# Lab 2 / Exercise 3 Analyzing Bokmässan Tweets

## Preparatory task for the laboratory
 
Before you get started with the lab, you need to familiarize yourself with the Jupyter environment.  Take a look at the `Lab 2` exercises 1 and 2:

- [Lab 2 / Exercise 1: Notebook_Basics](Lab2_Ex1_Notebook_Basics.ipynb)
- [Lab 2 / Exercise 2: Running Code](Lab2_Ex2_Running_Code.ipynb)

You do not need to understand any code to complete this lab. However, if you are interested in how the underlying code works you can check the lab Python package in the GitHub repository under the `somialabs` directory. To learn more detailed Python programming you can also study chapters 1-9 from the free online book [Python for Everybody](https://www.py4e.com/html3/). 

Once you are familiar with the Jupyter environment, we can now try out a simple analysis of Twitter data with a focus on data cleansing.

Before we get started, we need to load the relevant Python modules that us used in the code later by running the next code cell.

In [None]:
import somialabs.lab2
%matplotlib inline

To complete this lab:
1. Follow the instructions running the code when asked.
2. Discuss each question in your group.
3. Keep notes for your answers to the questions in a separate MS Word document (you can use [this template](Lab2_Ex3_answers_template.docx)).
4. When completed, submit your answers to Studentportalen under Lab 2: http://www.uu.se/goto/tedd015.

## Analysis of Twitter data from the book fair

You have been hired as consultants by a book publisher who wants you to find out which themes and books have generated attention on Twitter during the 2016 book fair in Gothenburg.

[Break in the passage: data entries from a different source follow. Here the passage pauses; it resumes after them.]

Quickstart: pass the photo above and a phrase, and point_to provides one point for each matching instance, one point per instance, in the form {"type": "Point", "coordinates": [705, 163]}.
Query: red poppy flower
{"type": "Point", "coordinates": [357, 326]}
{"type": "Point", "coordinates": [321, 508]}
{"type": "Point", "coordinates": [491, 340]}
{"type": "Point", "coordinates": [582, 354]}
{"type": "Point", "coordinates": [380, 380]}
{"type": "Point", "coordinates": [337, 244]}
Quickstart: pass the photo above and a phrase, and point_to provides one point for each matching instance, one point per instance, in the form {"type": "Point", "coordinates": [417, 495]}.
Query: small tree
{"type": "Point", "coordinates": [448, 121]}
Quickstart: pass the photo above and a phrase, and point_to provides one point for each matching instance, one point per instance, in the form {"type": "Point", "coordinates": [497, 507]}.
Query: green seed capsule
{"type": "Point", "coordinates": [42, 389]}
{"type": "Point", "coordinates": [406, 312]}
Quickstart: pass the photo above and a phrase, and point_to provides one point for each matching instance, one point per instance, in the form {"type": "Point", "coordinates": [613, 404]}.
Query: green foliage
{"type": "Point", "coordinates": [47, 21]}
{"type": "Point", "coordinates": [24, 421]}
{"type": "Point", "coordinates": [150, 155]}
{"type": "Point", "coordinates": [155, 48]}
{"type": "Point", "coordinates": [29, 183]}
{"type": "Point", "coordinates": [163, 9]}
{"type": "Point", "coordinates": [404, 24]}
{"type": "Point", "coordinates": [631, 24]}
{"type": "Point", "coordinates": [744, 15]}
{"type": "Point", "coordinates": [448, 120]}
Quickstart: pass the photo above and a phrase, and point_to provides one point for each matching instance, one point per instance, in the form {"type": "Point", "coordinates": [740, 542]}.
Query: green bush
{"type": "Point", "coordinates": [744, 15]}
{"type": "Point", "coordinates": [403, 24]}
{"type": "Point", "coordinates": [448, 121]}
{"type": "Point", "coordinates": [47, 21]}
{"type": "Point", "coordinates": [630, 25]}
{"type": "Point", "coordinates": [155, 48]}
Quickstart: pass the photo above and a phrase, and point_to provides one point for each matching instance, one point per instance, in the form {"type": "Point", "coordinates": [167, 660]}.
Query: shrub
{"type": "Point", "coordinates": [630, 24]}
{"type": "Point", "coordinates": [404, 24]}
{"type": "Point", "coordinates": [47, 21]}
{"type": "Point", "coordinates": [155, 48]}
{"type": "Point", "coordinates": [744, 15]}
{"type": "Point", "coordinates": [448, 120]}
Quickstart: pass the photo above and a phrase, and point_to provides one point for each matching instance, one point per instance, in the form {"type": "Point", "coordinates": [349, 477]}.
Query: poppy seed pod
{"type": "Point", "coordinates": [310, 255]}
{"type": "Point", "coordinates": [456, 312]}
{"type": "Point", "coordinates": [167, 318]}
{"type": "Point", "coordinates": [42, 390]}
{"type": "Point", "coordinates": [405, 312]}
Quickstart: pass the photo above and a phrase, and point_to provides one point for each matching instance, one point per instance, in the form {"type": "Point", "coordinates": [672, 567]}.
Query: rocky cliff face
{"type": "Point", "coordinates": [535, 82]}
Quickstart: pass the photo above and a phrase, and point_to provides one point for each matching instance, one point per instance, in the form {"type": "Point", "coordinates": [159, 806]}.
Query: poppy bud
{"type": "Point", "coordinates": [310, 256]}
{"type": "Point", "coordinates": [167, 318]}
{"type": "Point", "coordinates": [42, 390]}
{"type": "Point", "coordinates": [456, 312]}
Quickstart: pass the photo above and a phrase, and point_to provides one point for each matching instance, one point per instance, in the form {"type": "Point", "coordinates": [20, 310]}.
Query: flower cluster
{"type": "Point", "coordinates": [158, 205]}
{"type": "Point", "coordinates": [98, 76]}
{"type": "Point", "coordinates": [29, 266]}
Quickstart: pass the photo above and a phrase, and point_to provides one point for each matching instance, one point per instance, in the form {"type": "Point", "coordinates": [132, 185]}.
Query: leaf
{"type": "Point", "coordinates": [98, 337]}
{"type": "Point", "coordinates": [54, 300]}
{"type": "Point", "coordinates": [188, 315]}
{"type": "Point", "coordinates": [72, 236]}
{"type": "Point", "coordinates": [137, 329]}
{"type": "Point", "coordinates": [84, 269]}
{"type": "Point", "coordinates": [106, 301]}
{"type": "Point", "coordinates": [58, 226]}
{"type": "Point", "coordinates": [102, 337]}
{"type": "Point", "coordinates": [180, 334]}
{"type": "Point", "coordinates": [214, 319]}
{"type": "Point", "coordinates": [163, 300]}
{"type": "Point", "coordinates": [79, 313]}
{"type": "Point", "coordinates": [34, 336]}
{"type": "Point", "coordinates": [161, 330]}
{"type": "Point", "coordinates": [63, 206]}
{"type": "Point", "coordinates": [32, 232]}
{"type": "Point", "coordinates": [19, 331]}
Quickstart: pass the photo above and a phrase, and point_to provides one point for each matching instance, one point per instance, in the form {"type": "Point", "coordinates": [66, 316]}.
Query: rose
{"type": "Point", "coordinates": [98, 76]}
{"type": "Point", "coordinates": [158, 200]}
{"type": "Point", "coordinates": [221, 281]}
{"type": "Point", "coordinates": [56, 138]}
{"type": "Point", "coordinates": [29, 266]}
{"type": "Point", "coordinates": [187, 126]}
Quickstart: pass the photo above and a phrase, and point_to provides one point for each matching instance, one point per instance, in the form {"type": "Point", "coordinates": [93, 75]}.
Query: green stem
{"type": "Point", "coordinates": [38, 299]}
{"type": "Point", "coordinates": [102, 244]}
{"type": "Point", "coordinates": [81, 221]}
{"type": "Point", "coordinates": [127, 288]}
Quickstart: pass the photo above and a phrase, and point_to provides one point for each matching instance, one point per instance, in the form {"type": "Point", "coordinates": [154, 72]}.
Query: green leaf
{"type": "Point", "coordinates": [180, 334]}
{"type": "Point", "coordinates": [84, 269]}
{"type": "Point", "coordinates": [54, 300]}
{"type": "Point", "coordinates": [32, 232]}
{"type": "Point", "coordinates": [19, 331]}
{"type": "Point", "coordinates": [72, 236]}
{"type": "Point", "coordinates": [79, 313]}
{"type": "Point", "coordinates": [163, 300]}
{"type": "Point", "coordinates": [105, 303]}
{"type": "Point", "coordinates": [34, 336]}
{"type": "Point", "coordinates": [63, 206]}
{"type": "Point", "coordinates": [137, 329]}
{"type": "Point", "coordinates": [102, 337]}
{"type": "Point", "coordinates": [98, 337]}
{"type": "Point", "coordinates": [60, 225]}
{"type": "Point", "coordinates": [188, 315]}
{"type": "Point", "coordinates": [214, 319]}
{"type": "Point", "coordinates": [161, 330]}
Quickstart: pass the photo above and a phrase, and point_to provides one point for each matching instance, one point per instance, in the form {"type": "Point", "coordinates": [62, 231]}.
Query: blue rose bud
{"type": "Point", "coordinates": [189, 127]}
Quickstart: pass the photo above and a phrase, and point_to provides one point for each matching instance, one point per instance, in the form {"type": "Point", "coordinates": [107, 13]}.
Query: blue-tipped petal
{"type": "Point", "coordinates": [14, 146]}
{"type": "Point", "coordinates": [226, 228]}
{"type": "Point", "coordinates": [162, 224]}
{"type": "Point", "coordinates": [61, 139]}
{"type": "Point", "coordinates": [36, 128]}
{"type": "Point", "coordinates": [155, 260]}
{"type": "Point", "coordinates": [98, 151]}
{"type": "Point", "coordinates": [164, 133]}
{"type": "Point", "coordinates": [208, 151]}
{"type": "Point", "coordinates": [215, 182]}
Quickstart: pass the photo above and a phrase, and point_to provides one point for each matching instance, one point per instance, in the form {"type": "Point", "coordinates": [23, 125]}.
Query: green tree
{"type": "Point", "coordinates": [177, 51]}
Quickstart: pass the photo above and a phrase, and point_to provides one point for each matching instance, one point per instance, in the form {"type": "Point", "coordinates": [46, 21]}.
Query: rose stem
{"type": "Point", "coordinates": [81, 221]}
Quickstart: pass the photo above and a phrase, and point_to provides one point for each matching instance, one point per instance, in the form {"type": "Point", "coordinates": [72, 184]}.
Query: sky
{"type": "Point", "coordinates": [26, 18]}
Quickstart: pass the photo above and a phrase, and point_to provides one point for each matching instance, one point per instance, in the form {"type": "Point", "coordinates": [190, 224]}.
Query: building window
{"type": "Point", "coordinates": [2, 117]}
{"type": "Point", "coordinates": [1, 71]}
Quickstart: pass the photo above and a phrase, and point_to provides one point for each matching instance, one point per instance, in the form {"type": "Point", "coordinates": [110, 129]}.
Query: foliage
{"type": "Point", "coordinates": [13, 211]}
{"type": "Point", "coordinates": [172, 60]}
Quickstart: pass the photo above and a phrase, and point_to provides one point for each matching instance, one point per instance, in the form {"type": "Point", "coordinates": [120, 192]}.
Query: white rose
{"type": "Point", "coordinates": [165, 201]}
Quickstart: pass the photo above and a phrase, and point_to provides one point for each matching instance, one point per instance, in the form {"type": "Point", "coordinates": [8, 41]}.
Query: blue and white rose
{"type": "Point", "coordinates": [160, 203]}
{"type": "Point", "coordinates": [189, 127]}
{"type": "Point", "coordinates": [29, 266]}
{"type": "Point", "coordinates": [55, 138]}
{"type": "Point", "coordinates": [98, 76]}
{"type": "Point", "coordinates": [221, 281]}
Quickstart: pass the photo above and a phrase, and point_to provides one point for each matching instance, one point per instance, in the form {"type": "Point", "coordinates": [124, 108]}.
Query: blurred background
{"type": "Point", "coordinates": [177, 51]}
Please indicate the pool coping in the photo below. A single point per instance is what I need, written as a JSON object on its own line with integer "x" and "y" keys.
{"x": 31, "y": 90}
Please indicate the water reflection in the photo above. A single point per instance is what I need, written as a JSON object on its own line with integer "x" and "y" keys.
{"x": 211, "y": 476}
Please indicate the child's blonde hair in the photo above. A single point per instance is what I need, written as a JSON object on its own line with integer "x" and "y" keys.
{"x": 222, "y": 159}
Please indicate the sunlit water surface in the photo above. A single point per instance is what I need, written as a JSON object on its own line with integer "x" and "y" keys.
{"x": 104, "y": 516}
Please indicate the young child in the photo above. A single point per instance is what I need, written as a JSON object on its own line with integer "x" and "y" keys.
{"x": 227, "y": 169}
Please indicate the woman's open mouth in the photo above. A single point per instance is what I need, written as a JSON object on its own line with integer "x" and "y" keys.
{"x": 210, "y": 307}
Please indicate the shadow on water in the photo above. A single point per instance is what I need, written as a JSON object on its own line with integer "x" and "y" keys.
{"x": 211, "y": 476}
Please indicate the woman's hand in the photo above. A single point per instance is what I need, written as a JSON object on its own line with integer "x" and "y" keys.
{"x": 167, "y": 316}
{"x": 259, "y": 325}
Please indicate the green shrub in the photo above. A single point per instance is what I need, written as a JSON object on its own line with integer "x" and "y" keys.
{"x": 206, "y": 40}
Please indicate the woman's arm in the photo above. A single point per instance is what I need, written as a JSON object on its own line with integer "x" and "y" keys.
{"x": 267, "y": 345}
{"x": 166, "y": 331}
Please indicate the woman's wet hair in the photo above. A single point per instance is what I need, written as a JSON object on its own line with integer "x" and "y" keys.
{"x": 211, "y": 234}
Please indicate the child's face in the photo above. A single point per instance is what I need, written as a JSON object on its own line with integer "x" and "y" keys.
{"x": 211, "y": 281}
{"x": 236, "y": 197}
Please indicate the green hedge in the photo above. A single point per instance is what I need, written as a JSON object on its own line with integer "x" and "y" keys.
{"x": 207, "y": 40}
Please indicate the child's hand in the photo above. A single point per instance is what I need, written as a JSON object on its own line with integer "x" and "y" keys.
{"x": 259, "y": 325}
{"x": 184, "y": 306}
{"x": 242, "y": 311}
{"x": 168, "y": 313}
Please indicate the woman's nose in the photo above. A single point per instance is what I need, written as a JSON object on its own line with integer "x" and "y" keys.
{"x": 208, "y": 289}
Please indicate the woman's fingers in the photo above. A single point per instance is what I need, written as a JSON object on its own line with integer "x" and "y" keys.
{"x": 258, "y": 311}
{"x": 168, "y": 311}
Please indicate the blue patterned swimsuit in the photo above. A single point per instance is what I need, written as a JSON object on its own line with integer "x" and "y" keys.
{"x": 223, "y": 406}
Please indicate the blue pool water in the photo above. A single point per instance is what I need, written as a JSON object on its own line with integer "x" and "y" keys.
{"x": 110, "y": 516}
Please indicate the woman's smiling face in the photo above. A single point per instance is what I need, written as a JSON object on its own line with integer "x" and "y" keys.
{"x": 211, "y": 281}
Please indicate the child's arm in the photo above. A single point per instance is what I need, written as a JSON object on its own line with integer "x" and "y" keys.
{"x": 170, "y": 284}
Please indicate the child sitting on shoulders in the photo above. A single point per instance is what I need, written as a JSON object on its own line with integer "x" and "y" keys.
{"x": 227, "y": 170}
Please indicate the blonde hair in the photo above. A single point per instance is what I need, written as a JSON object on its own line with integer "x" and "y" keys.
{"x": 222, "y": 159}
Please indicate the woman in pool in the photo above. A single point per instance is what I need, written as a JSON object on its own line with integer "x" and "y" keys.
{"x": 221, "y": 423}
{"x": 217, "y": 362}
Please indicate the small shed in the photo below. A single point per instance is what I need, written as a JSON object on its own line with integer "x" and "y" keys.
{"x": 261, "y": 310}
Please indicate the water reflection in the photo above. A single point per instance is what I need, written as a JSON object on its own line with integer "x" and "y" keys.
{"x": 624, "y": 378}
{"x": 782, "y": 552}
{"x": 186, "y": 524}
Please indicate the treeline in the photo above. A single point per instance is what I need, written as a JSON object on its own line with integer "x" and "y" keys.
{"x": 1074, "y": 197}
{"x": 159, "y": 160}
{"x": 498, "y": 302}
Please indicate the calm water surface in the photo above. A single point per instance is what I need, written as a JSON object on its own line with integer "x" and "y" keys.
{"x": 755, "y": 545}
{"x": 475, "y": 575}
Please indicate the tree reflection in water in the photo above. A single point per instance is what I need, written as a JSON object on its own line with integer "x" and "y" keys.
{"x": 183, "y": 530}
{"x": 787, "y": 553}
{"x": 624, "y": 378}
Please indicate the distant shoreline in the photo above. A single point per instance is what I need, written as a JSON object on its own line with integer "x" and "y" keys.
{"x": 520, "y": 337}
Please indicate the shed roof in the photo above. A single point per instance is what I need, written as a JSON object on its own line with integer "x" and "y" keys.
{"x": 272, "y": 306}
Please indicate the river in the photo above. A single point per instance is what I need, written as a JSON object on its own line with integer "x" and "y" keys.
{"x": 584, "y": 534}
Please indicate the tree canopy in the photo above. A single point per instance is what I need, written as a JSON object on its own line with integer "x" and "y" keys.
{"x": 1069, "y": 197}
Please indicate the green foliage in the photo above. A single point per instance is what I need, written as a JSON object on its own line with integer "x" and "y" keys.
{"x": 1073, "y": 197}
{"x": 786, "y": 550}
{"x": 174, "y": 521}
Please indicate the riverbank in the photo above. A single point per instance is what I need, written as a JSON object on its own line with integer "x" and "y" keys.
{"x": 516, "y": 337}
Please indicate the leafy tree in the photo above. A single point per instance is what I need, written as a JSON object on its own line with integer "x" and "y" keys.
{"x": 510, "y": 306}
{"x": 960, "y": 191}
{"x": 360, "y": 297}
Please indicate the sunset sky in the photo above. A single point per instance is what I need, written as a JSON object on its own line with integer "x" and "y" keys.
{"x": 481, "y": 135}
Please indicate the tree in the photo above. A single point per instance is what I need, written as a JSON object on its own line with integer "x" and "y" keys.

Your task is to find out if there is any topic that has been particularly hot on Twitter before the book fair and during the book fair and to present a proposal to the company on what themes seem to create debate. In this lab we focus on data preparation. In order to prepare data, it is important to understand data.

Often, the data to be analyzed must be cleansed before we can use it. Data cleansing can include tasks such as dealing with missing values or, as in our case, filtering out some parts of the raw text data. Data you have been provided with was collected from Twitter during the period May 2016 to September 2016 during the "Book Fair" event.

Run the following code cell to view some tweets taken from the dataset:

In [None]:
somialabs.lab2.first_5_tweets()

**Question 1.** What do you think is distinctive Twitter data and how will this effect how we might want to pre-process the data?

## Data processing

Run the following code cell to view a preview of the full dataset:

In [None]:
somialabs.lab2.view_table()

**Question 2.** How many rows and columns are in the dataset?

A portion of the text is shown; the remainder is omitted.